C’est souvent ce qui fait la différence entre une maison de caractère et un établissement banal.
Le personnel : levier clé d’une reprise réussie
Autre point essentiel : la continuité des équipes.
La nouvelle direction a fait un choix intelligent en conservant les talents déjà en place :
- maintien du chef ;
- maintien du pâtissier ;
- recrutement d’un second qui connaît déjà la maison ;
- renfort à l’étage pour améliorer la qualité d’exécution.
En HORECA, reprendre un établissement sans stabiliser l’équipe est une erreur classique.
Le client accepte un changement de direction. Il accepte beaucoup moins une dégradation de l’expérience.
Adapter l’offre sans casser le modèle
La reprise de La Lozerette montre aussi qu’il faut savoir faire évoluer l’offre avec finesse.
Le changement le plus parlant concerne la restauration du midi.
Plutôt que de conserver un menu du jour devenu moins pertinent, l’établissement opte pour une formule plus adaptée aux nouveaux usages : une assiette du midi avec boisson.
C’est simple, lisible, plus rentable et mieux aligné avec la clientèle de passage.
Une bonne décision HORECA repose souvent sur ce type d’ajustement pragmatique.
Ce que les professionnels HORECA peuvent retenir
L’exemple de La Lozerette rappelle une chose essentielle : dans le CHR, transmettre un établissement ne consiste pas à préserver le passé sous cloche.
Il s’agit de faire vivre une maison, de la rendre plus solide, plus lisible et plus rentable, sans lui faire perdre son identité.

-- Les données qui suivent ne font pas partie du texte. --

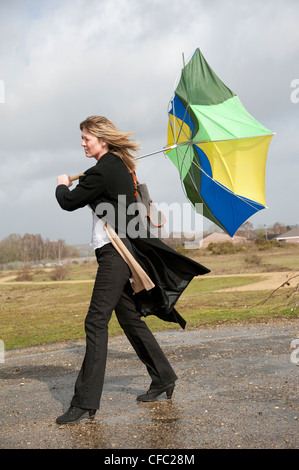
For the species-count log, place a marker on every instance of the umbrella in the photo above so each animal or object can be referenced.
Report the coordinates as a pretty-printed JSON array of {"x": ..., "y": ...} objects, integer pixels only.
[{"x": 219, "y": 149}]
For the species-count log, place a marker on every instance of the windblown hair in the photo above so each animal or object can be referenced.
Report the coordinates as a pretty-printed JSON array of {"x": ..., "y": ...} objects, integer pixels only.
[{"x": 118, "y": 142}]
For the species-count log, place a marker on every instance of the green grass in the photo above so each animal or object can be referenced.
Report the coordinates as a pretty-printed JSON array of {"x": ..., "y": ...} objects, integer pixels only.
[{"x": 37, "y": 314}]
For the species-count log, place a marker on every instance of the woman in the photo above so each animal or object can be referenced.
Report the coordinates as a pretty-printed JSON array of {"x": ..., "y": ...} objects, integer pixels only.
[{"x": 105, "y": 185}]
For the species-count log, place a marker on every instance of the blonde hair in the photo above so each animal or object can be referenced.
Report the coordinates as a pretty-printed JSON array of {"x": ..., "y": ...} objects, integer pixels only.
[{"x": 118, "y": 142}]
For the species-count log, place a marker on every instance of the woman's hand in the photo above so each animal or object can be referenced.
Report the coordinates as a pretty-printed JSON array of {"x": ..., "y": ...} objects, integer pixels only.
[{"x": 64, "y": 179}]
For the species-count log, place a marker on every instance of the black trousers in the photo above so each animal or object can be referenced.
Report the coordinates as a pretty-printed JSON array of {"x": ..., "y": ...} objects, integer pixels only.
[{"x": 112, "y": 291}]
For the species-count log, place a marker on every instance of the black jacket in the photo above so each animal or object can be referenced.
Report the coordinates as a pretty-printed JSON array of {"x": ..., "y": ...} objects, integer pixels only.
[{"x": 109, "y": 184}]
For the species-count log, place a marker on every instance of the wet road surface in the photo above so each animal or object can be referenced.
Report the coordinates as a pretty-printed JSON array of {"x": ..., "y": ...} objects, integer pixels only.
[{"x": 237, "y": 388}]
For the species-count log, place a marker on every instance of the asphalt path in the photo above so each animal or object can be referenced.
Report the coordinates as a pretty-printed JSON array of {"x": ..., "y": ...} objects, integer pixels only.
[{"x": 237, "y": 389}]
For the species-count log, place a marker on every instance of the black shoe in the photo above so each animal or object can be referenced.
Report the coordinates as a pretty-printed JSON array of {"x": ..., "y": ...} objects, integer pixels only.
[
  {"x": 73, "y": 414},
  {"x": 153, "y": 393}
]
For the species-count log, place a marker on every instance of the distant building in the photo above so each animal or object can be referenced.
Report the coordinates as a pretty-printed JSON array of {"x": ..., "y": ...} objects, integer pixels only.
[{"x": 292, "y": 236}]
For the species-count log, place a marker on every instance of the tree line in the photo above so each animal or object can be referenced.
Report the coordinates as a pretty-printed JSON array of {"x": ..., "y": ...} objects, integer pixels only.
[{"x": 31, "y": 248}]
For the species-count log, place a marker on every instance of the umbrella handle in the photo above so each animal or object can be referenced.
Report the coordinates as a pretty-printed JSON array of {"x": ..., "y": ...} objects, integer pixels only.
[{"x": 75, "y": 177}]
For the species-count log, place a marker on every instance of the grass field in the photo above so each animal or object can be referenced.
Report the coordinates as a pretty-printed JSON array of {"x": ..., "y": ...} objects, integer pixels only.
[{"x": 40, "y": 312}]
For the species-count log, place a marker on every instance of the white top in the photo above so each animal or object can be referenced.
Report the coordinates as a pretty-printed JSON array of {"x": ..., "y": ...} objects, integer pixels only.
[{"x": 99, "y": 237}]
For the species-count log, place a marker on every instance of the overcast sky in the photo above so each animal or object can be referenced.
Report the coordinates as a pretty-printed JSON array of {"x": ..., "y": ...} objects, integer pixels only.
[{"x": 63, "y": 60}]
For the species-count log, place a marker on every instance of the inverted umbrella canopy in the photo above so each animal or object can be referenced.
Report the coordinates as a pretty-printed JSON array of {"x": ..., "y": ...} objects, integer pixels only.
[{"x": 219, "y": 149}]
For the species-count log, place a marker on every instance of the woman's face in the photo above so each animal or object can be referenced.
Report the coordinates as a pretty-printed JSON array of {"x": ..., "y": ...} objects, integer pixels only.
[{"x": 93, "y": 147}]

Les vraies leçons à retenir
- anticiper une transmission plusieurs années à l’avance ;
- tester avant de racheter ;
- privilégier une reprise progressive ;
- préserver l’ADN de la maison ;
- moderniser la commercialisation ;
- faire de l’hébergement un moteur de rentabilité ;
- conserver une équipe stable ;
- ajuster l’offre aux nouveaux usages ;
- professionnaliser sans déshumaniser.
Ce que cela inspire aux professionnels du CHR
Pour les hôteliers, restaurateurs et porteurs de projet, cette transmission est un excellent rappel : un établissement centenaire peut évoluer sans se renier.
Dans un marché où beaucoup d’indépendants disparaissent faute de repreneur ou de vision, La Lozerette prouve qu’il existe une autre voie : celle d’une reprise lucide, progressive et rentable.
Et dans l’HORECA, c’est souvent cette approche qui dure le plus longtemps.